The following are things to consider when you are writing when you are writing essays. Read your draft with these in mind, or swap essays with a fellow student and critique each other’s work using the following points:

1. Crux/problem/issue/thesis

What issue are you talking about? Do you have a clear issue to work on or a problem to explore? Summarise for yourself what your essay seems to be about and what points you are trying to make about it. If any of it seems to be obvious or silly then you need to rethink.

2. The first paragraph

This should set up a good context for discussion of the topic. Does it make you want to read the essay? Compare the first and last paragraphs. Does the train appear to have arrived at the anticipated station? Is the destination interesting, stimulating?

3. Clarity

Can you understand the essay without referring to your copy of the text(s) being discussed? Are quotations smoothly integrated into sentences and paragraphs?

4. Organisation

Is the arrangement of the essay helpful, clear and effective for exploring the issue and accomplishing the goals of the essay? Make a quick outline of the essay as it stands, noting key words and transitions.

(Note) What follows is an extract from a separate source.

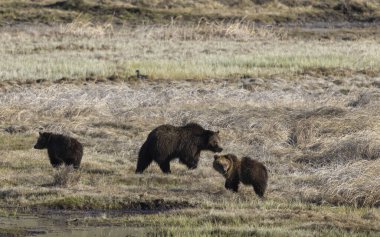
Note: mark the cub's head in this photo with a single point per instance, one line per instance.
(213, 141)
(224, 163)
(43, 140)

Does the essay flow logically or are sections out of place? Do some sections follow others for no logical reason? Do some parts of the essay contribute little or nothing to an understanding of the issue at hand?

5. Evidence and argument

Are the ideas adequately developed? Can you think of any additional, and possibly better ones? Are the examples good and helpful? Is the argument convincing? Think of a counter-argument or objection someone might make against one or more of the points raised and see if this helps you strengthen your argument.

6. Language/style

Does the essay make your ideas sound interesting? Think about figurative language, choice of verbs, liveliness of diction, etc. Can you identify sentences that could be stronger and think about how they could be improved? Alternatively, identify sentences which you think work well and think about what makes them successful.

7. Tone

What is the attitude of the essay toward the subject and the reader? Is it appropriate? Should this tone be more pronounced or should it be changed?